In his short time in my hometown, Rich had quickly become a minor celebrity because he was on a donor list to receive someone else's heart. Not a very common occurrence more than 30 years ago (or now for that matter). So, from the first day on that hay wagon I was silently reviewing the CPR instructions I had learned in 9th grade health class. Fifteen compressions, two breaths, fifteen compressions, two breaths. Every time Rich bent over to catch his breathe, stuck his head under the baler to clear a jam, or caught the bales I was tossing to him in the barn, I tensed with fearful anticipation. I thought he was crazy to push himself so hard. I really didn't expect he would finish out that first week still alive. No kidding. And I innately knew I shouldn't bring up the subject of his health. The only time I asked him if he was okay (after he had leapt off the tractor and was yanking on the baler) he stood up, wiped his brow and curtly said, "I'm fine. Worry about your own damn self. You think I didn't see you practically throwing up the other day." I laughed despite his seriousness.

But he lived. And kept on living right through the next summer as well. I looked forward to haying with Rich the second time around. The work didn't scare me any longer and Rich always paid more than he promised. And he was good company. On the last day of haying that second summer, Rich told his wife to put steaks on the grill and asked me if I wanted a beer. It was shitty beer - Blatz. Few beers are worse. But to this day I honestly haven't tasted a better one. After six hours hooking hay on the back end of a hot July afternoon, that beer was perfection. The memory is still crystal clear.

Rich made a point of checking up on me from time to time after I went off to college and would throw a little bit of work my way now and then when I was home on breaks. I was even in his daughter's wedding in 1988, and treated like family. Rich even paid for my tux.

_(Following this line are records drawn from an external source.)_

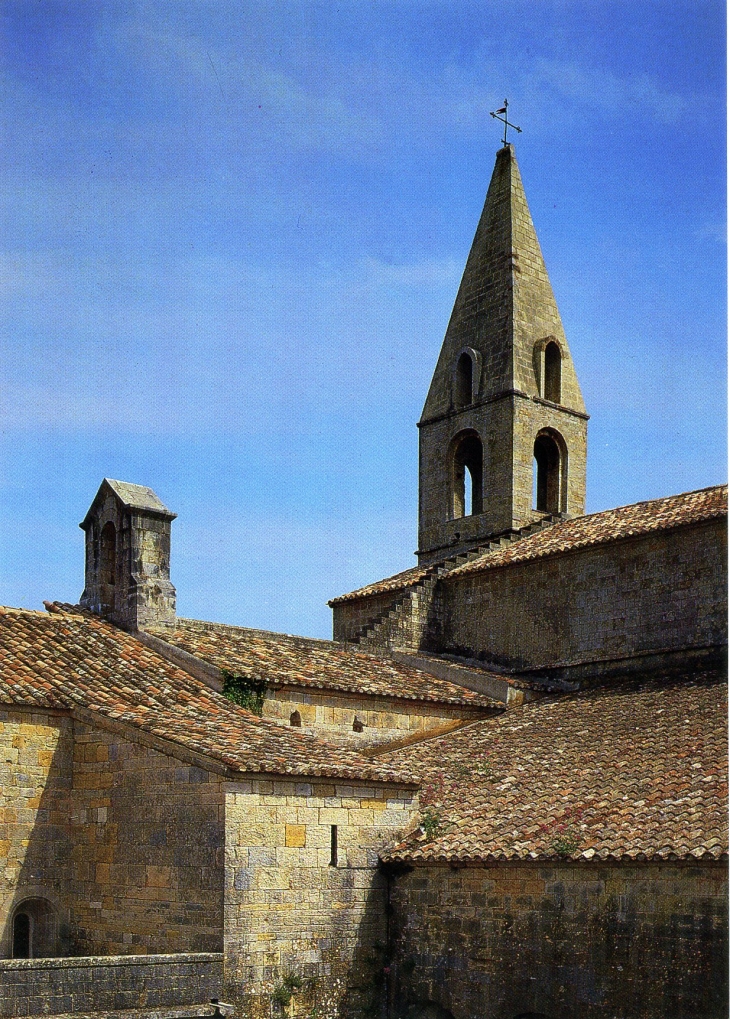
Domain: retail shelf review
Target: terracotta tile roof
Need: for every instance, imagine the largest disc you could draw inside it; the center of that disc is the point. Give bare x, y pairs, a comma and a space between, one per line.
609, 525
637, 772
398, 582
579, 532
68, 660
320, 664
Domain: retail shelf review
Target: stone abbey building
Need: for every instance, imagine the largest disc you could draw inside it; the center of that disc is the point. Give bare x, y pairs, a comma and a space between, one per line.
499, 793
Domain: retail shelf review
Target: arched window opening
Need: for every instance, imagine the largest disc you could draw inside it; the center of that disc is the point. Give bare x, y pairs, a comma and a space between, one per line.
107, 566
548, 481
553, 371
34, 930
468, 468
21, 936
464, 380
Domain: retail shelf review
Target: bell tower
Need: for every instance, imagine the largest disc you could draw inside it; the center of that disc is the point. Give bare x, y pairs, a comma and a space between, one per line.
503, 434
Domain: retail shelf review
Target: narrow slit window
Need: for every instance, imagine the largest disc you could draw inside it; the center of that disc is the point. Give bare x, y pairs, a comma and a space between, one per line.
553, 373
467, 491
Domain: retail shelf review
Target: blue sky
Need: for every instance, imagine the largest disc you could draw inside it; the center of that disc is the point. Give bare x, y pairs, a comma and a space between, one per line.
232, 233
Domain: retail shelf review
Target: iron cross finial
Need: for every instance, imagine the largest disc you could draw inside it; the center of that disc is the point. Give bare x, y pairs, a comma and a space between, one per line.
505, 121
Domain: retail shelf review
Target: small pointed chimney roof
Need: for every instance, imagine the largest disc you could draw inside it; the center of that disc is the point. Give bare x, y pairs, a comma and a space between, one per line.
505, 304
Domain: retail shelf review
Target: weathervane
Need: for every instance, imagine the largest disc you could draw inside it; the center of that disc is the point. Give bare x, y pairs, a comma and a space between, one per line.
505, 121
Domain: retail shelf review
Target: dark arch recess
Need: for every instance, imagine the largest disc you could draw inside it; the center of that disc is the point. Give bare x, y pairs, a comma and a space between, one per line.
468, 454
550, 465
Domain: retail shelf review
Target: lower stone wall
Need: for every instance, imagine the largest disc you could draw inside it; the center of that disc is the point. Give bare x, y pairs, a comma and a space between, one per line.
596, 941
51, 986
383, 719
297, 918
147, 866
350, 618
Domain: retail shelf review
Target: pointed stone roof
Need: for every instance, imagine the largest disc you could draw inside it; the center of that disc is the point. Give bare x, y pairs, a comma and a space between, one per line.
132, 497
505, 305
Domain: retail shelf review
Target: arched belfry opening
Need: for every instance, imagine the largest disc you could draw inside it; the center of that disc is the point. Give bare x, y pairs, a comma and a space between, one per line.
107, 567
553, 366
467, 476
550, 473
505, 373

Eventually though, Rich's borrowed time was up. His own ailing heart couldn't wait any longer. Although I'm not sure of the year), I visited Rich and his family at the University of Minnesota Hospital one day in the early 90's after he had received a new, healthy heart. Lying prone, but fully conscious on the bed he said to me matter-of-factly . . .

"Eric, the doctors said my heart literally fell apart in their hands." Those words chill me even today.

Rich Nelson's family (hell, even Rich himself) would be the first to say that he could be a real son-of-a-bitch at times. He even knew himself well enough to command that his own tombstone be inscribed with one word Unyielding. Truer words were never spoken.

Unyielding can mean a multitude of things, both positive and negative. But I only knew Rich one way, so my memories are tainted. And I'm okay with that. To me, he was unyielding in the face of pity and death - day after day after day after day. He never seemed to feel sorry for himself and must have woken up each morning resolving to live life the way he wanted to - whether it was his last day or not.

I wish I could remember the last time I saw Rich, but I can't. He eventually died in 2009, living nearly 20 years with a different heart than the one he had started his life with. This heart enabled him to see grandchildren born, as well as return him and his wife to live his final years among family and friends among the farm fields of Nebraska (undoubtedly where he held court until the very end). Remarkable and Unyielding.